Efficient plot 3: cumulative distribution for many continuous variables and many groups

Finally, we can also show cumulative distribution. Admittedly, I find cumulative distribution a bit more difficult to interpret when used with many subgroups as in the example below. Perhaps we should focus on one group only. However, cumulative distribution plots have the advantage to show directly the percentile values. For example, for the Vegetables and Fruits score distribution (first component), we see that 10 points (/20) is approximately the 50th percentile (median), the 63th percentile and the 75th percentile of Females 19y+, Males 19y+ and kids/adolescents 2-18y, respectively.

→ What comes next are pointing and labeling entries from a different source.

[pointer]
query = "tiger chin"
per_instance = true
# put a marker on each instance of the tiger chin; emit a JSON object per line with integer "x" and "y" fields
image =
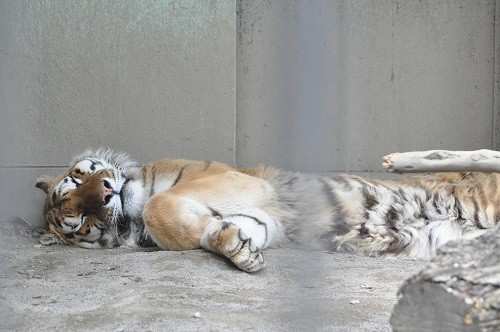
{"x": 106, "y": 200}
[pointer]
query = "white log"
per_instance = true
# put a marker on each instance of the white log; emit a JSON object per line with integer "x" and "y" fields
{"x": 442, "y": 161}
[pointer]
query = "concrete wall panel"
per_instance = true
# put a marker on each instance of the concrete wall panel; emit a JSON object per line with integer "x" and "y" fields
{"x": 154, "y": 78}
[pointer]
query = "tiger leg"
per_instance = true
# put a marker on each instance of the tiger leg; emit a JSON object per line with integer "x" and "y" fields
{"x": 223, "y": 213}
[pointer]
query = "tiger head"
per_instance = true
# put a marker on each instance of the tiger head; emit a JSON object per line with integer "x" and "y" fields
{"x": 95, "y": 203}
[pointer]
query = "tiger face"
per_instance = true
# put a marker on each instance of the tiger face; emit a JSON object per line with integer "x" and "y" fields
{"x": 85, "y": 205}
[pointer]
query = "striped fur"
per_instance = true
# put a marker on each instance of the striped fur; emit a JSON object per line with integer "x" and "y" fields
{"x": 180, "y": 204}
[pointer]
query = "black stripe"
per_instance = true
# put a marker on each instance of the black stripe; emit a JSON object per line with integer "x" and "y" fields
{"x": 207, "y": 165}
{"x": 392, "y": 217}
{"x": 477, "y": 221}
{"x": 179, "y": 176}
{"x": 458, "y": 208}
{"x": 338, "y": 226}
{"x": 343, "y": 182}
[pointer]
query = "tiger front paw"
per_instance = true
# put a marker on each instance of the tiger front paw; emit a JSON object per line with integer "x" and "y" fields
{"x": 230, "y": 241}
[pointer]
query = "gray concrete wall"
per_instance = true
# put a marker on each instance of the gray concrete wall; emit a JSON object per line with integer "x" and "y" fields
{"x": 335, "y": 85}
{"x": 153, "y": 78}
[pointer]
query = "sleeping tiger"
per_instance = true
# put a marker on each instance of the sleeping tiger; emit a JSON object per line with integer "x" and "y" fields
{"x": 106, "y": 200}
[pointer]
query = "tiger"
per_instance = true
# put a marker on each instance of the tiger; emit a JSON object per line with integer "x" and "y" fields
{"x": 107, "y": 200}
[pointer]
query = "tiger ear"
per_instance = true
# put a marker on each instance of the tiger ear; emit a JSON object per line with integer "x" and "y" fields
{"x": 45, "y": 184}
{"x": 49, "y": 238}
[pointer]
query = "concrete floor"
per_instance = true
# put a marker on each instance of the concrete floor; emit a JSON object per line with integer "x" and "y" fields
{"x": 62, "y": 288}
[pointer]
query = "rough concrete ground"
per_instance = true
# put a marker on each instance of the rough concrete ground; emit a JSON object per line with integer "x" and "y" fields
{"x": 61, "y": 288}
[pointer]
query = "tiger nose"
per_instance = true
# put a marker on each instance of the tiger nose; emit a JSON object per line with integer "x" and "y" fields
{"x": 107, "y": 191}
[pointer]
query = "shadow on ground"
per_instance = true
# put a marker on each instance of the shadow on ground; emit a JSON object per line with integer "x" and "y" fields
{"x": 62, "y": 288}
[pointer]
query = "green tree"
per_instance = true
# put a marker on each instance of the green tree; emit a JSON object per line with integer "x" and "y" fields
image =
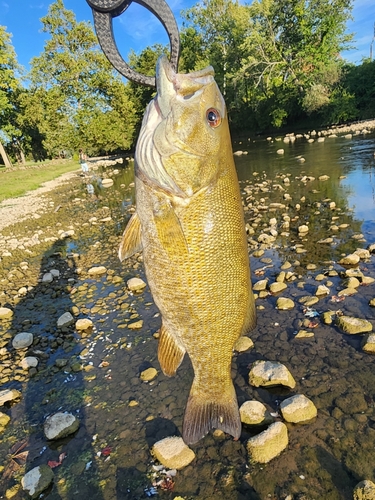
{"x": 75, "y": 91}
{"x": 9, "y": 90}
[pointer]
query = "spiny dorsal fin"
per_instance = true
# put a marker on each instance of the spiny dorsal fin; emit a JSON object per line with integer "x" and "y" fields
{"x": 131, "y": 238}
{"x": 170, "y": 352}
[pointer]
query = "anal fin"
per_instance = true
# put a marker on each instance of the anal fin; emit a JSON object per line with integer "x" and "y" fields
{"x": 170, "y": 352}
{"x": 204, "y": 413}
{"x": 131, "y": 238}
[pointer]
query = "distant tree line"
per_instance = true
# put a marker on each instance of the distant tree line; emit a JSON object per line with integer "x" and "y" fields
{"x": 277, "y": 63}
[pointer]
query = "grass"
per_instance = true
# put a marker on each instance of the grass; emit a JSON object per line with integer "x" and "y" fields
{"x": 16, "y": 182}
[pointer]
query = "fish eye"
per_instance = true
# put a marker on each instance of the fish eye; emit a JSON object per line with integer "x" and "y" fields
{"x": 213, "y": 117}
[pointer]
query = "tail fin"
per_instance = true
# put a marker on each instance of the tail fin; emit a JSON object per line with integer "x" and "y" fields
{"x": 203, "y": 414}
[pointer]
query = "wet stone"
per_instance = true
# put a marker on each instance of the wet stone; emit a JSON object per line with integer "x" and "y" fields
{"x": 268, "y": 444}
{"x": 22, "y": 340}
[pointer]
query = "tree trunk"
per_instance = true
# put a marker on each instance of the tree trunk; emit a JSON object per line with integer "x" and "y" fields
{"x": 4, "y": 156}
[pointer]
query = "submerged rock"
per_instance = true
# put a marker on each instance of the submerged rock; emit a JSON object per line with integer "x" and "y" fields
{"x": 22, "y": 340}
{"x": 270, "y": 373}
{"x": 255, "y": 413}
{"x": 298, "y": 408}
{"x": 37, "y": 480}
{"x": 268, "y": 444}
{"x": 60, "y": 425}
{"x": 9, "y": 395}
{"x": 5, "y": 313}
{"x": 368, "y": 343}
{"x": 365, "y": 490}
{"x": 353, "y": 326}
{"x": 173, "y": 453}
{"x": 243, "y": 344}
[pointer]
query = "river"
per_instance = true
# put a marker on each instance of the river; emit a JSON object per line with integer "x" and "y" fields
{"x": 122, "y": 415}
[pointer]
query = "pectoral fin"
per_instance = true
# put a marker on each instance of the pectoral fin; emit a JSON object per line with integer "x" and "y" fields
{"x": 170, "y": 352}
{"x": 169, "y": 229}
{"x": 131, "y": 238}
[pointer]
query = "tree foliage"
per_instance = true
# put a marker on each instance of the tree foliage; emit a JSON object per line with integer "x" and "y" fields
{"x": 277, "y": 62}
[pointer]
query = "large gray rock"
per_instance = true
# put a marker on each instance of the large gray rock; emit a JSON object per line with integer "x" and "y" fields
{"x": 37, "y": 480}
{"x": 270, "y": 373}
{"x": 173, "y": 453}
{"x": 22, "y": 340}
{"x": 60, "y": 425}
{"x": 268, "y": 444}
{"x": 298, "y": 408}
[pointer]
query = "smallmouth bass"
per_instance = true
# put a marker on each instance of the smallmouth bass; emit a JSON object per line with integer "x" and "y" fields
{"x": 189, "y": 224}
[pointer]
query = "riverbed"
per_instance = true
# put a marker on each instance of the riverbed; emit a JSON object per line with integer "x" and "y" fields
{"x": 327, "y": 185}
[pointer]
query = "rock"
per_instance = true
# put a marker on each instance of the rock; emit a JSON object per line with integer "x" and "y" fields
{"x": 37, "y": 480}
{"x": 173, "y": 453}
{"x": 29, "y": 362}
{"x": 243, "y": 344}
{"x": 136, "y": 325}
{"x": 298, "y": 408}
{"x": 349, "y": 260}
{"x": 97, "y": 270}
{"x": 64, "y": 320}
{"x": 362, "y": 253}
{"x": 22, "y": 340}
{"x": 255, "y": 413}
{"x": 5, "y": 313}
{"x": 277, "y": 287}
{"x": 260, "y": 285}
{"x": 136, "y": 284}
{"x": 284, "y": 304}
{"x": 270, "y": 373}
{"x": 9, "y": 395}
{"x": 83, "y": 324}
{"x": 308, "y": 300}
{"x": 268, "y": 444}
{"x": 365, "y": 490}
{"x": 149, "y": 374}
{"x": 60, "y": 425}
{"x": 322, "y": 290}
{"x": 327, "y": 317}
{"x": 304, "y": 334}
{"x": 4, "y": 421}
{"x": 368, "y": 343}
{"x": 47, "y": 278}
{"x": 353, "y": 326}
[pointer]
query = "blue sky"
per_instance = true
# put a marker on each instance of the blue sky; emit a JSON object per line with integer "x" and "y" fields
{"x": 137, "y": 29}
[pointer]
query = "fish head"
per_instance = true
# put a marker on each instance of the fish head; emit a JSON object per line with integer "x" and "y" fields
{"x": 184, "y": 132}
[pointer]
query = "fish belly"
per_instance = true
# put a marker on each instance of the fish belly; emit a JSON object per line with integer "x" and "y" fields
{"x": 197, "y": 267}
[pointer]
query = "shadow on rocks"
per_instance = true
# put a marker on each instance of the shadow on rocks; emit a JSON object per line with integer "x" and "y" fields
{"x": 49, "y": 379}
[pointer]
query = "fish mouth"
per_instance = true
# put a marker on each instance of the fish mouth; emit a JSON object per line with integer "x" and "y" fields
{"x": 171, "y": 85}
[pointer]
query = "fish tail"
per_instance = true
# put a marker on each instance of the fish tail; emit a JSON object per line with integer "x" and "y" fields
{"x": 204, "y": 413}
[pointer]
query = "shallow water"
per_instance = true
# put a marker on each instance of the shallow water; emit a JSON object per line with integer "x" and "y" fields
{"x": 324, "y": 459}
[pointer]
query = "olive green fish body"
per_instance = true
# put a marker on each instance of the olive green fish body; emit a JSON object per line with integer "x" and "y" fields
{"x": 189, "y": 222}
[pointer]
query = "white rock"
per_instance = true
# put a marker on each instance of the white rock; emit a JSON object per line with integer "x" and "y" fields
{"x": 9, "y": 395}
{"x": 60, "y": 425}
{"x": 135, "y": 284}
{"x": 22, "y": 340}
{"x": 65, "y": 319}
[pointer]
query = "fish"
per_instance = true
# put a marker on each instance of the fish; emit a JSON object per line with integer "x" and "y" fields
{"x": 189, "y": 224}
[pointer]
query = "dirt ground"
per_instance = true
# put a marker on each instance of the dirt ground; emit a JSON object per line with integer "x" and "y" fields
{"x": 18, "y": 209}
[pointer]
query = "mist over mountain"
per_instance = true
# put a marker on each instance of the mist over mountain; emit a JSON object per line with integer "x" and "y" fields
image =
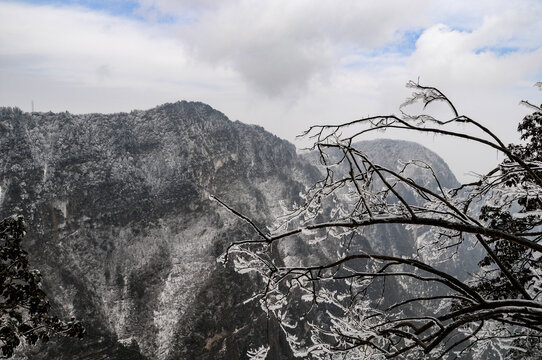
{"x": 123, "y": 230}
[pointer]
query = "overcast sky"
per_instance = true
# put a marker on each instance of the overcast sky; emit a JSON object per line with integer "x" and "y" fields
{"x": 281, "y": 64}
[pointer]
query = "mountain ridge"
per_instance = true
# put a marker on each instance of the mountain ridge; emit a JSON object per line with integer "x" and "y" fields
{"x": 122, "y": 228}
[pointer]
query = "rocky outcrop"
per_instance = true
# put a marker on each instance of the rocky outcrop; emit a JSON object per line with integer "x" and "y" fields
{"x": 121, "y": 225}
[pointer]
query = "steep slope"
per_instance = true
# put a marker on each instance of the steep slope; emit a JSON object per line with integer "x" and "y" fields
{"x": 122, "y": 226}
{"x": 123, "y": 230}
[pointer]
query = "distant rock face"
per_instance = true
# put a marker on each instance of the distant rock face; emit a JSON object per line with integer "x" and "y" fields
{"x": 123, "y": 229}
{"x": 121, "y": 225}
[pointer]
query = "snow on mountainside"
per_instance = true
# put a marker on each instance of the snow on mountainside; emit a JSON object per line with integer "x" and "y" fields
{"x": 122, "y": 228}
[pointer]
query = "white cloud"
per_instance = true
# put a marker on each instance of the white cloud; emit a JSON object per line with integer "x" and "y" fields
{"x": 282, "y": 64}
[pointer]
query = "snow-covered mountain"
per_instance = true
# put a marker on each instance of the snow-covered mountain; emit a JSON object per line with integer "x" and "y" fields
{"x": 121, "y": 225}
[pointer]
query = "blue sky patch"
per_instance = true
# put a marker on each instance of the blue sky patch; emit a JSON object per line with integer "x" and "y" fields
{"x": 498, "y": 50}
{"x": 122, "y": 8}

# ********************************************** #
#   Plot cumulative distributions using ggplot   #
# ********************************************** #

  distrib |>
  # note: use data from all strata AND all 10 components
  ggplot(aes(x=value,y=p, group=strat3_f),stat="identity") + 
    # note: <p> indicates percentile value for each X (e.g., 1, 2, 3, ... 99)
  geom_line(aes(colour=strat3_f,linetype=strat3_f),size=1.2) + 
  facet_wrap(~c_f, scales="free_x",nrow=2) + 
    # note: because percentile values are common for each component, we use "free_x" only
  theme(legend.position = "top",
        legend.direction = "horizontal") +
  labs(title="Cumulative distribution of HEFI-2019 component scores",
       subtitle="Respondents 2y or older, CCHS 2015-Nutrition",
       y = "Density",
       x = "Component score, points")

Exemple papers showing score distributions

Brassard D, Elvidge Munene LA, St-Pierre S, et al. Evaluation of the Healthy Eating Food Index (HEFI)-2019 measuring adherence to Canada’s Food Guide 2019 recommendations on healthy food choices. Appl Physiol Nutr Metab 2022. doi:10.1139/apnm-2021-0416

Dugas C, Brassard D, Bélanger M, et al. Determinants of Healthy Diet Among Children Exposed and Unexposed to Gestational Diabetes. J Nutr Educ Behav 2022. doi: 10.1016/j.jneb.2021.11.003.

Tarasuk V, Brassard D. The effect of consuming voluntarily fortified food and beverages on usual nutrient intakes in the Canadian population. Food Nutr Res 2021. doi: 10.29219/fnr.v65.5256.